Debate resumed from 7 June.
The Hon. ELAINE NILE [4.41 p.m.]: I wish to conclude my second reading speech on the Anti-Discrimination (Heterosexual Discrimination) Amendment Bill. I remind members that the object of the bill is to amend the Anti-Discrimination Act 1977 to make it unlawful for persons to discriminate against others on the ground of their heterosexuality. The bill inserts provisions that will parallel the existing provisions of the Act dealing with discrimination on the ground of homosexuality. The bill was introduced in response to the report of the Anti-Discrimination Board that stated that the board has no power to investigate the complaints of heterosexual discrimination it has received. The Australian of 18 January 1994 reported the Executive Director of the Law Reform Commission as saying:
The bill was introduced in response to that statement. The Anti-Discrimination Board has powers to investigate extremely wide categories of discrimination based on race, age, ethno-nationality—such as those of Jewish faith—HIV-AIDS, homosexuality, and marital status, against married women, single women, pregnant women, transvestites, and many other groups.
Under present legislation, discrimination against homosexuals, as well as several other minorities, is prohibited in NSW. But there is no provision to ban discrimination against heterosexuals.
The executive director of the commission, Mr Peter Hennessy, said yesterday discrimination against heterosexuals would be examined in the commission's two-year review of the Act.
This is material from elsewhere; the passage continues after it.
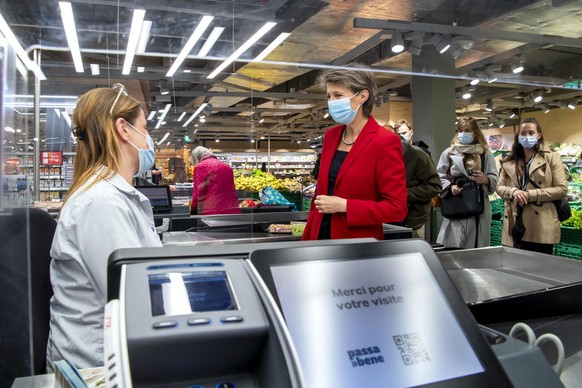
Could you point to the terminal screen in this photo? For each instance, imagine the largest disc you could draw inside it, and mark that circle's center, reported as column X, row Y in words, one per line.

It is amazing that 98 per cent of the heterosexual population of New South Wales is excluded from the New South Wales Anti-Discrimination Act. If members vote against this bill, they will be saying it is all right to discriminate against heterosexuals. Members may not be affected by such discrimination, but if they vote against the bill, they will be saying that heterosexuals have no human rights. The bill must be passed by this House to ensure that the Anti-Discrimination Act can be a fair, just measure that treats all citizens equally before the law. We cannot allow the Anti-Discrimination Act to treat heterosexuals as second-class citizens. We must take urgent action to protect citizens who are heterosexuals from discrimination in employment, education, accommodation, and other aspects of life.
I ask members to seriously consider the bill. This is a very significant issue; it is not a joke. In 1994 a member of the Australian women's cricket squad, Denise Annetts, claimed in an ABC television report that she was not selected to play in the national team touring New Zealand because of her sexuality. That was a great shame. As the Executive Director of the Law Reform Commission said in 1994, discrimination against heterosexuals would be examined in the commission's two-year review of the Act. I urge honourable members to vote for the bill, to ensure recognition of the heterosexual community.
Debate adjourned on motion by the Hon. James Samios.